Fine-Grained Mobility in the Emerald System

Authors: Eric Jul, Henry Levy, Norman Hutchinson, and Andrew Black

Notes by Alfred Landrum.

Revised by Joe Lee, March 1999

• Emerald is a language and system designed for constructing distributed programs
• fine-grained mobility - the authors refer to the fact that small data objects as well as whole process objects can be moved from one node to another
• performance on par with regular procedure calls in the local case and with RPC in the remote case
• The compiler will generate different implementations of an object
• Analysis of the object and hints from the programmer are used to decide which implementation is used
• Assumed setup is a LAN with a modest number (e.g. 100) of nodes

• All emerald objects have:
  • a unique network-wide name
  • a representation
  • a set of operations (methods)
  • an optional process
    • an object that contains a process is an active structure. those that do not are passive structures)
    • active objects make invocations to other objects.
• Global objects
  • moved independently
  • can be invoked by objects not known at compile time
  • heap allocated
  • invocation may require a remote invocation
• Local objects
  • completely contained within another object
  • cannot move independantly
  • heap allocated
  • invocations implemented via local procedure call or inline code
• Direct Objects
  • a local object with a data area allocated directly in the representation of the enclosing object
  • used mainly for simple objects whose organization can be deduced at compile time

• The run-time system must keep track of objects or at least be able to find them when needed.
• Emerald uses a "forwarding address scheme
• Each node has a hash table which records entry’s for remote objects that have a local reference, and local objects for which a remote reference exists
• If an object has moved, its reference will be a forwarding address of the form <timestamp, node>.
• When an object must be found over the network, the kernel follows the forwarding addresses (updating its local reference at the same time) until the object is found.

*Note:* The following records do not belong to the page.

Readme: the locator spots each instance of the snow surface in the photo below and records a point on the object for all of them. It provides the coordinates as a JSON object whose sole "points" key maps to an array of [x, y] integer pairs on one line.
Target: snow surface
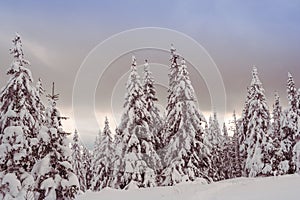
{"points": [[270, 188]]}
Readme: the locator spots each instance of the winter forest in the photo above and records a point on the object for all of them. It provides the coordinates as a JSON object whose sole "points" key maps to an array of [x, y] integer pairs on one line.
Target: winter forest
{"points": [[39, 160]]}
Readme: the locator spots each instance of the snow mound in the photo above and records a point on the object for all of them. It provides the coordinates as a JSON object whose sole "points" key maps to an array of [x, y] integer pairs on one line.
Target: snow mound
{"points": [[271, 188]]}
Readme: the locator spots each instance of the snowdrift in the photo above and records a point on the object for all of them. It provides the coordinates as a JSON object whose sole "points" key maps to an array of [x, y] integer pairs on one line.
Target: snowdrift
{"points": [[270, 188]]}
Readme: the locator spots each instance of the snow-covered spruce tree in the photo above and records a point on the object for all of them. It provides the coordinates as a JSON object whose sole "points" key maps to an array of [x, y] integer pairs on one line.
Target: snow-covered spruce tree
{"points": [[54, 174], [186, 155], [102, 163], [136, 161], [277, 154], [290, 129], [77, 162], [227, 156], [235, 148], [242, 131], [256, 141], [18, 127], [215, 138], [87, 166], [39, 92], [155, 123]]}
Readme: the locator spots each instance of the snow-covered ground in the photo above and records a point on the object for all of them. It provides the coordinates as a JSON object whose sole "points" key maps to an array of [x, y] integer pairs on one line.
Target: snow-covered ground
{"points": [[271, 188]]}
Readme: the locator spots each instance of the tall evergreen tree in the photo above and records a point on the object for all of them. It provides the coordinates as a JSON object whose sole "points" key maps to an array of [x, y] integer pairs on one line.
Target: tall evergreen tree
{"points": [[215, 138], [136, 160], [54, 174], [186, 155], [155, 123], [77, 162], [277, 154], [102, 163], [87, 166], [227, 166], [18, 130], [290, 127], [256, 140], [39, 92], [236, 147]]}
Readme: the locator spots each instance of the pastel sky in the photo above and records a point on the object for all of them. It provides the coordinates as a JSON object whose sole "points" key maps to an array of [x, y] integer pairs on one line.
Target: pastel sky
{"points": [[58, 35]]}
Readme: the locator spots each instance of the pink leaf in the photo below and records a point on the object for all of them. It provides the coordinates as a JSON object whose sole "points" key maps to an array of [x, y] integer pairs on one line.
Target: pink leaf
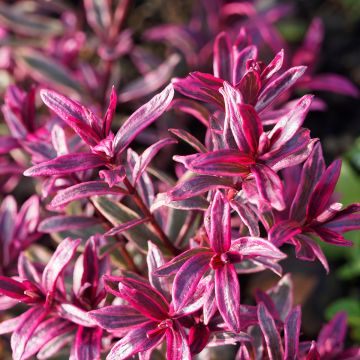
{"points": [[271, 335], [117, 317], [66, 164], [227, 292], [142, 118], [61, 257], [134, 342], [223, 57], [219, 228], [188, 277], [84, 190], [278, 86]]}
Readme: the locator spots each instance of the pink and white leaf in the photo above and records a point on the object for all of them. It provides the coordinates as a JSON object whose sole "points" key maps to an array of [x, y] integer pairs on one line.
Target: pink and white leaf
{"points": [[227, 291], [59, 260]]}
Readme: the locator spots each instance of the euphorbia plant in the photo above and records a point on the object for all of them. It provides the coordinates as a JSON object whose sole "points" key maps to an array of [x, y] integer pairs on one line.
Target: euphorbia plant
{"points": [[160, 262]]}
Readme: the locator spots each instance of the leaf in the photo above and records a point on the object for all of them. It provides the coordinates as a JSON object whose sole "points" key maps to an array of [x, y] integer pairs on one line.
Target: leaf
{"points": [[278, 87], [323, 190], [289, 124], [61, 257], [269, 185], [271, 335], [227, 291], [222, 163], [7, 143], [84, 190], [134, 342], [117, 317], [98, 16], [118, 214], [188, 277], [146, 157], [197, 185], [44, 333], [253, 246], [291, 333], [125, 226], [193, 108], [219, 226], [74, 114], [151, 81], [248, 53], [194, 203], [66, 164], [65, 222], [223, 57], [88, 343], [142, 118], [46, 70], [175, 264], [189, 139], [25, 330], [177, 347]]}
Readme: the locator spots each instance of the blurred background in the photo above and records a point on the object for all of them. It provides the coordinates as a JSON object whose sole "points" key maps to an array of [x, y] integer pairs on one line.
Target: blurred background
{"points": [[337, 126]]}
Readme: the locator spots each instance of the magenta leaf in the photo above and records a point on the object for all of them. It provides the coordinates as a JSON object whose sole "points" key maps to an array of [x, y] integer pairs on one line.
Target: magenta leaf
{"points": [[25, 330], [253, 246], [61, 257], [72, 113], [175, 264], [117, 317], [88, 343], [271, 334], [291, 333], [220, 224], [248, 53], [251, 126], [144, 298], [151, 81], [142, 118], [197, 185], [312, 170], [227, 291], [66, 164], [125, 226], [222, 163], [269, 186], [134, 342], [274, 66], [283, 231], [13, 288], [63, 222], [147, 156], [222, 57], [84, 190], [7, 143], [189, 139], [274, 89], [289, 124], [177, 345], [154, 260], [75, 315], [192, 108], [323, 190], [188, 277], [44, 333]]}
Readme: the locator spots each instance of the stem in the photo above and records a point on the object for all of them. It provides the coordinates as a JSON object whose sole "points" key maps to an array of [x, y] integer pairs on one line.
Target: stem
{"points": [[121, 241], [146, 212], [185, 231]]}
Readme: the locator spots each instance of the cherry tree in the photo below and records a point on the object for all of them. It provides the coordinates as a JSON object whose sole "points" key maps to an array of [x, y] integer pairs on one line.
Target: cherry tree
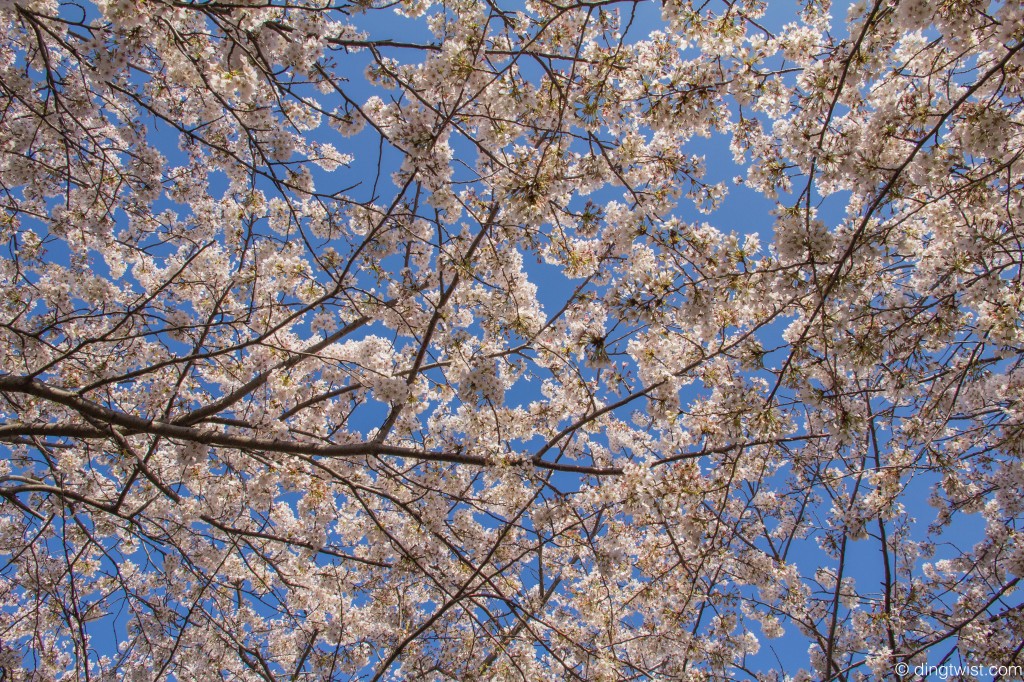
{"points": [[333, 350]]}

If its not, then a broadcast protocol is used.

Moving Objects

• Data Objects
  • Emerald builds a message and xmits it to destination node
  • Message contains:
    • possible pointers to local and global objects
    • translation information (to aid destination kernel in mapping location-dependant addresses)
    • ODIs, forwarding addresses, and address of descriptor for global object pointers
    • Data areas and addresses for local objects
  • Upon receiption of message:
    • kernel allocates space for moved objects
    • kernel copies data into allocated space
    • builds a translation table that maps original address into new address
    • Object descriptors are located using ODIs or created where necessary
    • kernel locates templates and updates pointers using translation table
• Process Activation Records
  • maintain a list of activation records executing in each object
  • on invocation, space is left for links and activation record is marked as "not linked"
  • when a process is preempted, its activation stack is searched for "not linked" record, and these are then linked to the ovjet descriptors of their respective objects
  • an operation must unlink its activation record when it terminates
• Processor Registers
  • each invocation saves in it's activation record a copy of registers that it will modify
  • the kernel sends a copy of the registers used in an invocation along with the moving activation record
  • the kernel scans the invocation stack looking for saved registers
  • on the destination note, the registers are modified using the translation table and stored with the newly created stack segment

Garbage collection

• Local collector:
  • mark and sweep
  • independent of other nodes
  • can run any time
• Distributed collector:
  • modified mark and sweep
  • messages used to propegate mark and sweep algorithm to other nodes
  • deals with node crashes (?)
  • can run concurrently with executing processes (?)

Questions

• How good was the decision to let the compiler choose the implementation for an object? Wouldn’t a programmer always want to specify how an object should be constructed?